A common data feed topology has a pair of redundant UDP multicast feeds, known as the A and B feeds. Thanks to the parallel processing pipelines for each feed, the FPGA can detect errors in the A feed and switch to the B feed with zero latency. In the event that the error occurred in both feeds, then the FPGA can immediately request retransmission of the
missing data over UDP or TCP: this can save many microseconds of latency over recovery using a standard network card and the software network stack.

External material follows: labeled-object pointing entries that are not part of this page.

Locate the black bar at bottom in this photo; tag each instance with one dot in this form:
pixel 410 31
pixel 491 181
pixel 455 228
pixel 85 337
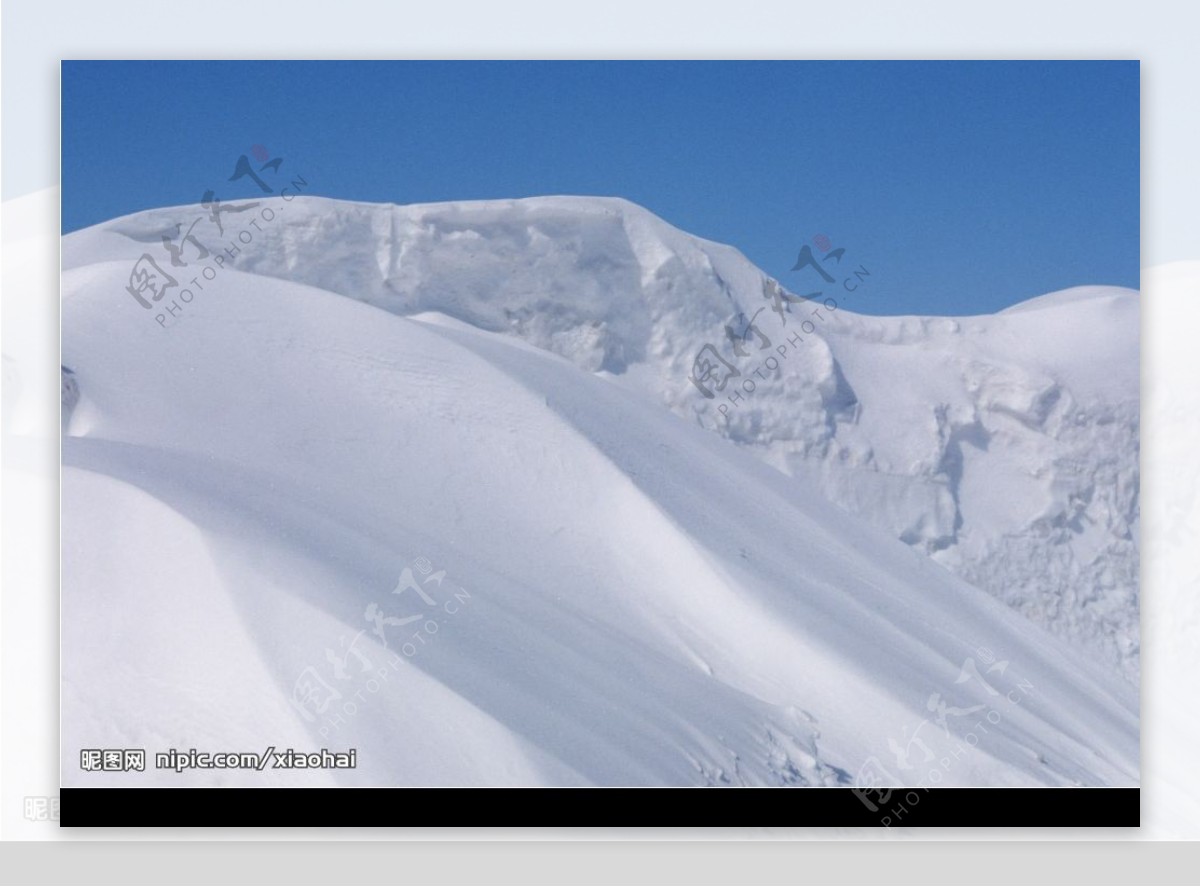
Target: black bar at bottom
pixel 599 807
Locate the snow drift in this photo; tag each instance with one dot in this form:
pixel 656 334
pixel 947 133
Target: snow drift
pixel 402 479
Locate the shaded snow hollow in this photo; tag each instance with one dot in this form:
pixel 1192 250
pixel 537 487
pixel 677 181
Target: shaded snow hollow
pixel 365 385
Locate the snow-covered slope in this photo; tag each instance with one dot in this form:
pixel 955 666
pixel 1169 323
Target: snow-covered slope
pixel 261 490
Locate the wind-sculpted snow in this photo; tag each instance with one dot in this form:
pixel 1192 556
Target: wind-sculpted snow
pixel 603 591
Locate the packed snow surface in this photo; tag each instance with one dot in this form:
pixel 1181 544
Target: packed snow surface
pixel 432 483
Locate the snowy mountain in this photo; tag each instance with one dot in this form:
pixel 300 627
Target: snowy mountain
pixel 443 484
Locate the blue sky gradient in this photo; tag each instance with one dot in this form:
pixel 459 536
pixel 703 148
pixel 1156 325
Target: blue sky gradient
pixel 964 186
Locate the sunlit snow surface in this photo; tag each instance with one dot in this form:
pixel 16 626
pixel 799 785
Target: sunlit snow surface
pixel 258 492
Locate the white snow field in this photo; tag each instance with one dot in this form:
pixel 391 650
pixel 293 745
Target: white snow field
pixel 432 483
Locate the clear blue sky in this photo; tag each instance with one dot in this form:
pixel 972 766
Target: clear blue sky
pixel 963 186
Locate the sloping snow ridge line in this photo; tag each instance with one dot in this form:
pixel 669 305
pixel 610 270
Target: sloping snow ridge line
pixel 433 483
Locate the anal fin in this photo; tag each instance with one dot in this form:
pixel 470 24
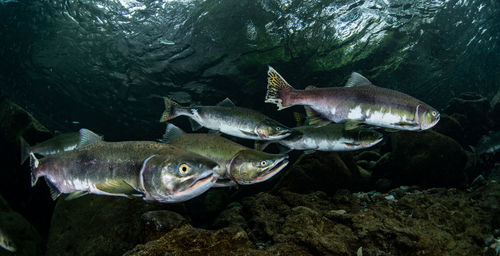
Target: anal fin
pixel 54 192
pixel 116 187
pixel 315 118
pixel 352 124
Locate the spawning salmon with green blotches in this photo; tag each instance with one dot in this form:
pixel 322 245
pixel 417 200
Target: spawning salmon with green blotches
pixel 59 143
pixel 359 102
pixel 150 170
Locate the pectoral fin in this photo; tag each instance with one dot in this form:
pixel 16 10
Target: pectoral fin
pixel 226 103
pixel 116 187
pixel 195 125
pixel 351 144
pixel 407 124
pixel 54 192
pixel 314 118
pixel 351 124
pixel 261 145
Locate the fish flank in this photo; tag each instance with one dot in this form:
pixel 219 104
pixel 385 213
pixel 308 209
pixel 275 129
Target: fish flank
pixel 278 90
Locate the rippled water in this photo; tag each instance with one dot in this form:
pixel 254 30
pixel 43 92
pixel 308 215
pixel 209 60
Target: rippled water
pixel 98 62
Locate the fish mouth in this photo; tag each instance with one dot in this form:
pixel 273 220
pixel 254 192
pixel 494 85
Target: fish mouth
pixel 280 135
pixel 275 169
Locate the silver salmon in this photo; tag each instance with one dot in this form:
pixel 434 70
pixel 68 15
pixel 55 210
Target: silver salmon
pixel 59 143
pixel 229 119
pixel 358 102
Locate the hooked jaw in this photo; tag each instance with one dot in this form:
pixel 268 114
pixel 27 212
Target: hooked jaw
pixel 275 169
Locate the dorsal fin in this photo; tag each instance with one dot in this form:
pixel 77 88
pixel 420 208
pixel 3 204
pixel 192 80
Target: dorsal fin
pixel 226 103
pixel 116 187
pixel 54 192
pixel 300 119
pixel 357 79
pixel 87 137
pixel 314 118
pixel 172 132
pixel 75 195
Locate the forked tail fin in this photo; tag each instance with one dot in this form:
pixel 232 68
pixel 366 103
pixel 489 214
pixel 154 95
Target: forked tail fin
pixel 170 110
pixel 278 90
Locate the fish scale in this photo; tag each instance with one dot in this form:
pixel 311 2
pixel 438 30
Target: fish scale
pixel 125 169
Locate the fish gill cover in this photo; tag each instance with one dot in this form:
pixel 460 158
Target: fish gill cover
pixel 100 64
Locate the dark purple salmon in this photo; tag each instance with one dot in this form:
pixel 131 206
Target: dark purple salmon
pixel 358 102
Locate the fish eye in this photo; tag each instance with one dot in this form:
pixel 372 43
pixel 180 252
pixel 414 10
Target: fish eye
pixel 184 169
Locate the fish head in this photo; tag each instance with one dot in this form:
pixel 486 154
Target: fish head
pixel 252 166
pixel 176 176
pixel 427 116
pixel 7 243
pixel 272 130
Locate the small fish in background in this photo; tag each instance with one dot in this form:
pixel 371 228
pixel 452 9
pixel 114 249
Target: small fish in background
pixel 59 143
pixel 6 242
pixel 311 135
pixel 359 102
pixel 150 170
pixel 237 163
pixel 229 119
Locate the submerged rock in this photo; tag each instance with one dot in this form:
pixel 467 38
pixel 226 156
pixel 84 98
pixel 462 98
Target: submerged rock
pixel 15 122
pixel 405 221
pixel 102 225
pixel 471 110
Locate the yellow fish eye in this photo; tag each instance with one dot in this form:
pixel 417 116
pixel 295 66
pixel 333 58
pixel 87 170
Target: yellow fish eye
pixel 184 169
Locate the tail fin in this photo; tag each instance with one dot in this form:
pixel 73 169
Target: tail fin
pixel 172 132
pixel 25 148
pixel 170 110
pixel 34 163
pixel 278 90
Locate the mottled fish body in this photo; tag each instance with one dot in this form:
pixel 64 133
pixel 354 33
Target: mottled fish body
pixel 229 119
pixel 331 137
pixel 152 170
pixel 358 102
pixel 60 143
pixel 237 164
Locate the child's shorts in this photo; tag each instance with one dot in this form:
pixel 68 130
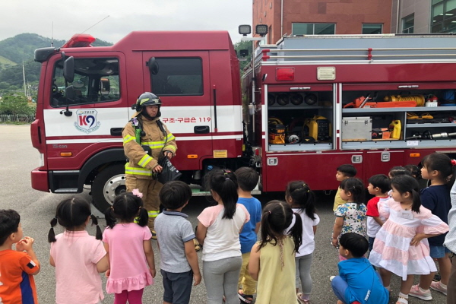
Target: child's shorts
pixel 177 286
pixel 438 252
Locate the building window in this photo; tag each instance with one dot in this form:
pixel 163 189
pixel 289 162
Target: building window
pixel 313 28
pixel 372 28
pixel 408 24
pixel 443 16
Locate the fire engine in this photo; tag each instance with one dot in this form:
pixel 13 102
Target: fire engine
pixel 310 104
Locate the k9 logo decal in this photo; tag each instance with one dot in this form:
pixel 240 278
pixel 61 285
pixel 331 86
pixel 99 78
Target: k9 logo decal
pixel 86 121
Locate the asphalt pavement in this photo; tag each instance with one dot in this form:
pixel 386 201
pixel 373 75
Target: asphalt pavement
pixel 38 208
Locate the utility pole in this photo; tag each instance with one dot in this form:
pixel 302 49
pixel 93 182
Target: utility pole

The processing pipeline within the FPGA can also be extended to perform a variety of processing tasks on the data payload itself. The FPGA implements filtering on the content of the messages arriving, which can be customised to the user’s needs. This filtering means that the user’s application only gets the information that is of relevance, reducing the CPU load for processing the feed. Messages can also be translated into a binary structure that can be read directly from the user’s application, avoiding any processing time associated with converting message formats on the CPU.
The co-processor board fits into a standard HyperTransport slot, which is the lowest latency server communications bus available today. The HyperTransport core implemented by Celoxica in the FPGA is optimised for low-latency data-transfer. Once converted to a binary representation, the network data is transferred via the HyperTransport bus directly to the CPU's memory. This transfer starts as soon as the data arrives off the wire, rather than buffering a complete packet before starting the transfer. The Accelerator Card initiates the data transfer itself, rather that waking up the software application to service the data waiting on the card. The C API is designed to be as simple, lightweight and low-latency as possible. Unlike the interrupt-driven API of a normal network card, the uses a querying mechanism, which shaves several microseconds off the latency of receipt of data.